Excellent! We fired up our cars and hastened to fill the spot they had just vacated… which was evidently again too close for them, for they soon left with what I believe was a cry of exasperation sounding from within their vehicle. Many apologies to you, good people — just trying to get the shot!
Milky Way is the star of the heavens at this time of year, but a dark cloud hung obstinately in the nighttime sky and perfectly obscured it. While other clouds blew by, this one remained in front of the Milky Way. Is that even possible? Almost anything is possible when trying to get a nighttime photograph. We waited, hoping it would blow away, and used the time to make a few experimental exposures to test the evening’s lighting.
As we awaited, another car pulled up not far behind us, bathing us in the glare of its headlights. Standing in their twin spotlights, it occurred to me that my first impulse is to turn my headlights off as soon as possible when I pull up in the dark of night and there are people about.

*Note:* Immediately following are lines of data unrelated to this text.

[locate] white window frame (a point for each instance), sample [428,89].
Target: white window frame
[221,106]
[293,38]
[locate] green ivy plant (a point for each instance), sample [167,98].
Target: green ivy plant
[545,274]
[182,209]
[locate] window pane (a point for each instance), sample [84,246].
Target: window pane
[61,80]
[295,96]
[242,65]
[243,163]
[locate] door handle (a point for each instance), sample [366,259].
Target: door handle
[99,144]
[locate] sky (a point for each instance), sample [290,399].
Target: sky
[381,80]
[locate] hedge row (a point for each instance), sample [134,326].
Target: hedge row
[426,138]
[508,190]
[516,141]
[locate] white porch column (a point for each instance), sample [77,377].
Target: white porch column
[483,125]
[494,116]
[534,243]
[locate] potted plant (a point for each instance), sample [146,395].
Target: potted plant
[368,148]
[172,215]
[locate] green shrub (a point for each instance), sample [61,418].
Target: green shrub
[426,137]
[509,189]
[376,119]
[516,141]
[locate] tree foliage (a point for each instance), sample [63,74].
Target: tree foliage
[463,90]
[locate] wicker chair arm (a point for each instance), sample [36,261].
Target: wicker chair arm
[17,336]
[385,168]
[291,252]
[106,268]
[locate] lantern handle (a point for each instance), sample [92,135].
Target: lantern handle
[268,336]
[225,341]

But the thought apparently never occurred to the occupants of the vehicle, as their headlights remained trained on us, casting extended shadows down the road and along the hillside behind us.
We couldn’t photograph while standing in their twin spotlights. I considered walking over to ask them if they would turn their lights off for us, but as we waited, sounds of merriment began to issue from their car, and it was soon evident that their attentions were entirely engaged within. After several cries and moans, I thought I knew what occupied their thoughts.
“Ryan,” I said, “I think they’re having sex in there.”
He indicated the hillside. “Yeah, look at the shadows on the hill.”
The long shadows cast by the vehicle’s headlights bumped and moved rhythmically on the hillside to the sounds of frolic coming from within.
Cast accidentally in their direction, the incautious eye might discern motion in the other car that would seem to corroborate our speculation. Occasional flashing displays of their hazard lights offered additional indication of their preoccupation. We waited. Their headlights remained trained directly on us.
Crescendos from their car raised my hopes for an early withdrawal, but the couple remained determined even as the sky finally cleared and the Milky Way was revealed. But in the blaze of their headlights we still could not photograph it.
At last the activity died down, and soon their headlights moved off down the road. The sideshow as over, and we were once again in darkness. The Milky Way was still visible between passing clouds, and we could finally take some photographs. It was a happy ending for all concerned.
To any new little lives who might have been conceived that night at that Vista Point, I dedicate these photographs.